Welcome to OGeek Q&A Community for programmer and developer-Open, Learning and Share
Welcome To Ask or Share your Answers For Others

Categories

0 votes
218 views
in Technique[技术] by (71.8m points)

How to reduce size of Lambda Layers/workaround the size limit/reduce size of R packages?

I'm running R on AWS Lambda. I've been making a layer for the packages that are used by the R script. Below are the packages:

install.packages(c("magrittr", "lubridate", "dplyr", "readr", "tidyr",
                   "aws.s3", "readxl", "here", "stringr"), 
                 lib = '/opt/R/new_library/R/library/')

However the subsequent folder produced exceeds 250 mb which is the limit for Lambda.

Therefore, I'm wondering what my options are:

  • From an R perspective is there any way of reducing the size of the installed packages?
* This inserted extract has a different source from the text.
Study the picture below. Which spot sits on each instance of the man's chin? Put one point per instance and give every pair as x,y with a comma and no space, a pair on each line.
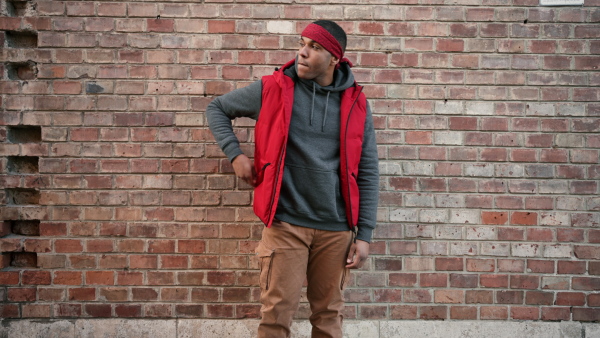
304,76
For example, the BH and stringi (which must be dependents) are over 150 mb in size
  • From an AWS perspective, is there any workaround for this lambda size limit? Can I use EFS to help here?

Many thanks

question from:https://stackoverflow.com/questions/65944160/how-to-reduce-size-of-lambda-layers-workaround-the-size-limit-reduce-size-of-r-p

与恶龙缠斗过久,自身亦成为恶龙;凝视深渊过久,深渊将回以凝视…
Welcome To Ask or Share your Answers For Others

1 Reply

0 votes
by (71.8m points)

It's complicated but packages are not generally programmed to an installation size constraint (but see for example what we said about the tinyverse and some thoughts about dependencies in general).

Consider data.table which has no dependencies, whereas dplyr has many -- I am not saying you must rewrite your script but it is one possible approach.

I am also the maintainer of BH and yes, it has a big footprint. Worse, we do not need at run-time (!!) so you could (very drastically) rm -rf its headers. You would not be able to compile anymore but the already build ones would run.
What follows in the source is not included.